If you don't have information to answer a question, please say you don't know. Don't make up an answer"""
make_base_prompt(docs)

And now we can “chat” with our “data”

def retrieve_and_chat(prompt, database):
    docs = lookup(prompt, database)
    base_prompt = make_base_prompt(docs)
    return chat(base_prompt, prompt)
retrieve_and_chat(prompt, database)
retrieve_and_chat('Who is the CFO at FurryRobot Corp?', database)

Some queries are “harder” … and the model may not get it right on the first try without either more data or more sophisticated prompting.

But in this example, the model usually gets the right answer in one or two tries

retrieve_and_chat('Who is the CFO at LangMagic Inc?', database)

The process we’ve just implemented – albeit with more data, a more sophisticated approach to storing and querying, and more complex prompts – is at the heart of many LLM-powered apps.

It’s a pattern called “Retrieval Augmented Generation” or RAG

Tools: “but what about those AI assistants that can do things for me, like order my groceries?”

In order to interface the LLM to the “real world” we can ask the LLM to generate a function call or API call based on our interaction.

We can then use that API or function call to trigger a real-world result, like a grocery order.

How does this work?

The essence of teaching a LLM to use functions is just more prompt engineering.

  1. define a collection of “tools” – functions or data patterns that the LLM can use in various contexts
  2. provide all of tools, along with a description of when they might be useful, in the prompt
  3. ask the LLM to do something and hope that it properly selects and uses the tool

We can either provide the LLM with all of the available tools, or we can retrieve relevant tools from a larger collection based on the user prompt. We can even have the LLM itself choose the tools via patterns like RAG that we saw earlier

tools = ['If you wish to email, return the function call EMAIL(email_subject, email_body), inserting the relevant email_subject and email_body.']

We’ll inject the tool description(s) into the base prompt

def make_enhanced_base_prompt(docs, tools):
    return """
You are a helpful assistant who can answer questions about the team at some AI startup companies. 

When answering questions, use the following facts about employees at the firm:
""" + '\n'.join([doc for doc in docs]) + """
If you don't have information to answer a question, please say you don't know. Don't make up an answer.
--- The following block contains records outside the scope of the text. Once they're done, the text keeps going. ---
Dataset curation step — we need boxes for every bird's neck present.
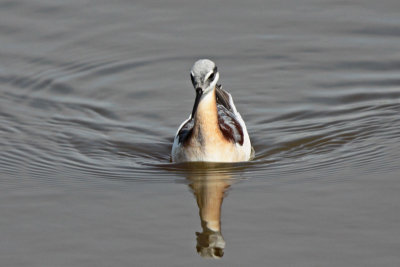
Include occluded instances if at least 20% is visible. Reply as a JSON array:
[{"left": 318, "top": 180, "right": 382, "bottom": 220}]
[{"left": 194, "top": 88, "right": 220, "bottom": 139}]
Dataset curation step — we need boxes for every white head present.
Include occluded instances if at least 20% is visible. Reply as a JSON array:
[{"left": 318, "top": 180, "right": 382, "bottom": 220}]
[
  {"left": 190, "top": 59, "right": 219, "bottom": 94},
  {"left": 190, "top": 59, "right": 219, "bottom": 118}
]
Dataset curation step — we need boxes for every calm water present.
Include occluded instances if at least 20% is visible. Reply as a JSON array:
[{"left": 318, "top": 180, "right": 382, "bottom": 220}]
[{"left": 0, "top": 0, "right": 400, "bottom": 267}]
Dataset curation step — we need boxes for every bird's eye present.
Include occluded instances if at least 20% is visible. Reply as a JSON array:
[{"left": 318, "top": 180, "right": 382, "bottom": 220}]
[{"left": 208, "top": 72, "right": 215, "bottom": 82}]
You can also use tools to accomplish some actions.
""" + '\n'.join([tool for tool in tools]) + """

If you use a tool, return the tool function call and nothing else.
"""
make_enhanced_base_prompt(docs, tools)

And now we can ask the AI to do something … and hopefully it will produce the right invocation

chat(make_enhanced_base_prompt(docs, tools),
     'Please send an email advertising a new role as assistant to the CFO of Monkeylanguage LLC. Name the CFO, and send the email from the CEO')

In a nutshell, that is many (maybe most) of the AI-powered apps that are being built today.

Packages like LlamaIndex, LangChain, and others help automating sophisticated patterns of prompt generation and content/tool merging.

And semantic vector databases (along with proper “chunking” and ingestion of relevant datasets) provide knowledge to the LLM beyond what it learned in training.